3. BÖLÜM

3.9K 393 408
                                    

Tüm muhteşem hikâyeler iki şekilde başlar: ya bir insan bir yolculuğa çıkar ya da şehre bir yabancı gelir.

Tolstoy

5 yıl önce

İnsanın hayalleri engin deniz... Sıra uçsuz bucaksız maviliklerde yüzmeye geldiğinde atabildiği birkaç kulaç... Yükseklerde uçma hayali olan bir öğrenci için hiçbir zaman dört dörtlük değildim. Dört dörtlük ne demekse artık? Karnemi en yüksek notlar doldurmuyordu, bir fen lisesi kazanamamıştım eğer anlamı buysa. Sağlık meslek lisesini bitirdiğimde tek amacım yirmi bir yaşımı doldurmak, pilot olabilmek için sağlığıma dikkat ederek gerekli başvuruları yapmak ve gelecek hedefimi gerçekleştirmekti. Daha küçücükken her çocuğun maruz kaldığı malum soruyla ben de yıllarca haşır neşir olmuştum. Konuşmaya yeni başlamış tüm çocuklara sorumluluk yüklemek nasıl bir aymazlıktır. Hayattaki tek gaye sigortalı bir işe girip çalışmakmış gibi lanse ettirilen bu duruma o anki sığ aklımla hevesle yanıt versem de ben aynısını yetişkinliğimde yapmamaya yemin ettim. Utanmasalar kundaktaki bebeğe bile 'büyüyünce ne olacaksın?' diye sorabilme yeteneğinde olan üstün zekalı (!) insanların sorduğu bu soruya verdiğim istisnasız tek bir cevap vardı neyse ki.

"Ben pilot olacağım."

Sekiz yaşında bir çocuk için havada süzülen koca bir metal yığınını kontrol etmek çok havalı gelebilir. Tıpkı insanların doktor, avukat, mühendis ve toplumsal normlarda kabul görmüş (kime göre neye göre?) birkaç meslek türündeki cevabı duymayı bekleyen kulaklarının, pilot cevabını aldıklarında, sadece maaşının havalı geldiği bu meslek gibi, verdiğim kararlı cevapla takdir toplardım.
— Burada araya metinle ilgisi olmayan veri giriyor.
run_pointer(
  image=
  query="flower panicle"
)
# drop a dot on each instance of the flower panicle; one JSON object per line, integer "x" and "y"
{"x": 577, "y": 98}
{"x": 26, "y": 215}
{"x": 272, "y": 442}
Sanki insanı mutlu eden tek gerçek artık gözümde pul kadar değeri olmayan banknotlarmış gibi... Genellemelerin canı cehenneme... Ama şu da bir gerçekti: Sekiz yaşında hayalini kurduğum meslek yirmi iki yaşımda da hâlâ aynı gökyüzünden bana göz kırpıyordu üç yıl önce, hâlâ havalıydı ve ben pilot olacaktım.

Pilotluk eğitimi alabilmek için lise mezunu birinin bir: yaşı yetmiyordu, iki: maddi durumu... Bu yüzden tek memur maaşıyla geçinilen evimizde en azından ön lisans okuyarak paramedik olmak istediğimi söylemem, bir iş bulup çalışmamı bekleyen ebeveynlerim tarafından bir süre sürüncemede kaldı. Hatta annemin sarf ettiği tek bir cümleyle vazgeçtiğim sanılmış bile olabilir. Mümkünmüş gibi... 

"Kızım arada ne fark var? Boşuna zaman kaybı. İki yılda, lisede öğrenmediğin ne öğreneceksin ki? İğne, serum neyin beceriyon işte. Dündar sen de bir şey desene."

Beni babama havale etmesine anlam yüklemeye fırsatım olmadan aklım bambaşka bir gerçeği idrak ediyordu. Sınav haftamda kırk misafir kapasiteli, çılgın gün partileri için tek ayak üstünde on çeşit tuzlu, on beş çeşit tatlı hazırlayan Asiye Değerli hanımefendiden bunları işittiğimde bir süre afalladığımı hatırlıyorum. Şaşkınlığım boyumu aşıp annemi görüş alanımdan çıkarttığı için olsa gerek herhangi bir cevap versem de sesimi duymayacağından emin olmuştum. Hayır, nasıl olurdu yani? Annemin, ev hanımlığı üstüne tezli yüksek lisansına karşı (evimizde cilt cilt, kendi el yazısıyla not aldığı envai çeşit tarif defteri mevcut), tek kızını lise mezunu bırakma gayretini uzun bir süre, geceleri yattığım yatakta esefle kınadım. 

Tamam, akademik anlamda aşırı zeki biri olmadığım sır değildi. Birkaç paragraf öncesinde lafını geçirmiştim. Bundan beş yıl sonrasını az çok bildiğinizden duygusal anlamda da öngörü seviyem yerlerde bildiğiniz üzere. Yine de eğitim-öğretim geçmişime dönecek olursak kazandığım, geçtiğim ne kadar sınav varsa çok çalıştığım içindi. Çalışkandım. Ayrıca, sırf benzer bölümün devamını iki yıl daha okumak istediği için, birinin yüksekokul okuma hayalinin önünde de durulmazdı. Bu yüzden ailemle (annemle... babam toplamada sıfır, çarpmada bir olan istikrarını yıllar içinde hiç bozmadı) boş yere ağız dalaşı yapmak yerine üniversite sınavına girdiğimi kazandıktan sonra gündeme getirdim.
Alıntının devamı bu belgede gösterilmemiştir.